Effect of Microstructure and Strain Rate on Thermomechanical Behavior of Additively Manufactured Titanium Alloy

Abstract

This research examines the effects of post-heat treatments on the thermomechanical characteristics and microstructure of a Ti-6Al-4V Extra Low Interstitials (ELI) alloy produced via Selective Laser Melting (SLM). The study utilized two post-SLM heat treatments to produce different microstructures: Solution Treatment and Aging (STA) for a bimodal microstructure and Beta Annealing (BA) for a Widmanstätten microstructure. Thermomechanical compression tests were conducted at 550 °C with strain rates of 0.01 s⁻¹ and 1 s⁻¹utilizing a Gleeble-3800 thermomechanical simulator. The microstructures were analyzed utilizing Optical Microscopy (OM), Scanning Electron Microscopy (SEM), Transmission Electron Microscopy (TEM), and X-Ray Diffraction (XRD).
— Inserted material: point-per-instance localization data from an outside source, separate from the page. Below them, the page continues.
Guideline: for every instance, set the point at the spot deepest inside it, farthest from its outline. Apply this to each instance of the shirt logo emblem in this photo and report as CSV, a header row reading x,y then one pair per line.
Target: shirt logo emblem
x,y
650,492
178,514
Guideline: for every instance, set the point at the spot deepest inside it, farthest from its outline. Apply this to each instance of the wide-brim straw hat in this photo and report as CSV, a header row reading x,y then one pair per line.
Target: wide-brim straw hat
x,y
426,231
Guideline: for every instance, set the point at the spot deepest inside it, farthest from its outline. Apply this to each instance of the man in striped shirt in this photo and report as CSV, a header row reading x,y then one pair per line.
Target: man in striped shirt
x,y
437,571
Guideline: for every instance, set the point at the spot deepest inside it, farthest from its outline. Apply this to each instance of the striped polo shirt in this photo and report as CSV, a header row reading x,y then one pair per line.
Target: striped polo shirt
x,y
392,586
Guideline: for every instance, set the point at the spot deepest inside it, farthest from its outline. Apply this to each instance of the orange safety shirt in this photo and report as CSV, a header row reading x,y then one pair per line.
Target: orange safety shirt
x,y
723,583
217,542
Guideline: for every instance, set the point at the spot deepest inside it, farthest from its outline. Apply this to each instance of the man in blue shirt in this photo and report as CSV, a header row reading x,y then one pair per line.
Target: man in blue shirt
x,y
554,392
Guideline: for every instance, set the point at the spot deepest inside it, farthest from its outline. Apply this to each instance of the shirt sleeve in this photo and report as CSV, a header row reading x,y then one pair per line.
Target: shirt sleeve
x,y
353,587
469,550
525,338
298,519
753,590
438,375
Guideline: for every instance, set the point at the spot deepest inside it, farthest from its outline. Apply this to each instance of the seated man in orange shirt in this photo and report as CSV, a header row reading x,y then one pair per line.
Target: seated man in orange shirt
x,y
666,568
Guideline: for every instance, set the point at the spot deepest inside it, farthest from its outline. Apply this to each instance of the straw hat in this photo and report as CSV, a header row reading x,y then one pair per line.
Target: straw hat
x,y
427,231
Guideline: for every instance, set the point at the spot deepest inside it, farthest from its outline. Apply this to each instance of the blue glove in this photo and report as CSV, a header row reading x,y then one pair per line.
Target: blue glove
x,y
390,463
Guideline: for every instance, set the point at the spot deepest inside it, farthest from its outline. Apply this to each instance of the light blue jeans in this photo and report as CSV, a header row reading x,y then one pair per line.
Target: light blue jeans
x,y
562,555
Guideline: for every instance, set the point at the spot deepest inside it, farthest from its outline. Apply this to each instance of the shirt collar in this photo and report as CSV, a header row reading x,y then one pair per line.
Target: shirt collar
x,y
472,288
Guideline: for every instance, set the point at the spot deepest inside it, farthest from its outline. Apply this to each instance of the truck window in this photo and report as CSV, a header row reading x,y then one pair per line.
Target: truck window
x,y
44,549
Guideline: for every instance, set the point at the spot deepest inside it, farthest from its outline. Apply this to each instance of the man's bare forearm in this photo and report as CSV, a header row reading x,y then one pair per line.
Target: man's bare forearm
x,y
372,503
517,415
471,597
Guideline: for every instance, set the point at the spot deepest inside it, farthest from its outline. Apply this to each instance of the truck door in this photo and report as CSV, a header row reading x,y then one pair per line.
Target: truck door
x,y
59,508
The findings indicated that the compressive yield strength (CYS) of the bimodal microstructure reached 724 MPa and 740 MPa at strain rates of 0.01 s⁻¹ and 1 s⁻¹, respectively, representing a 20 % and 12 % increase over the as-printed martensitic microstructure (604 MPa and 662 MPa). In comparison to the Widmanstätten microstructure (422 MPa and 438 MPa), the CYS of the bimodal microstructure was 71 % and 69 % greater at the corresponding strain rates. Adiabatic Shear Bands (ASBs) were present in all microstructures at both strain rates, significantly influencing the failure mechanisms. The martensitic microstructure displayed minimal cracking under compression at both strain rates. The bimodal microstructure showed predominantly intergranular fractures along the grain boundaries of thick primary α (αₚ) phases. Conversely, the Widmanstätten microstructure exhibited both intergranular and translamellar fractures. Intergranular cracks originated and advanced along the continuous grain boundary α (αɢʙ), while translamellar fracture, occurring within the α colonies, exhibited cracks traversing across lamellar α/β interfaces.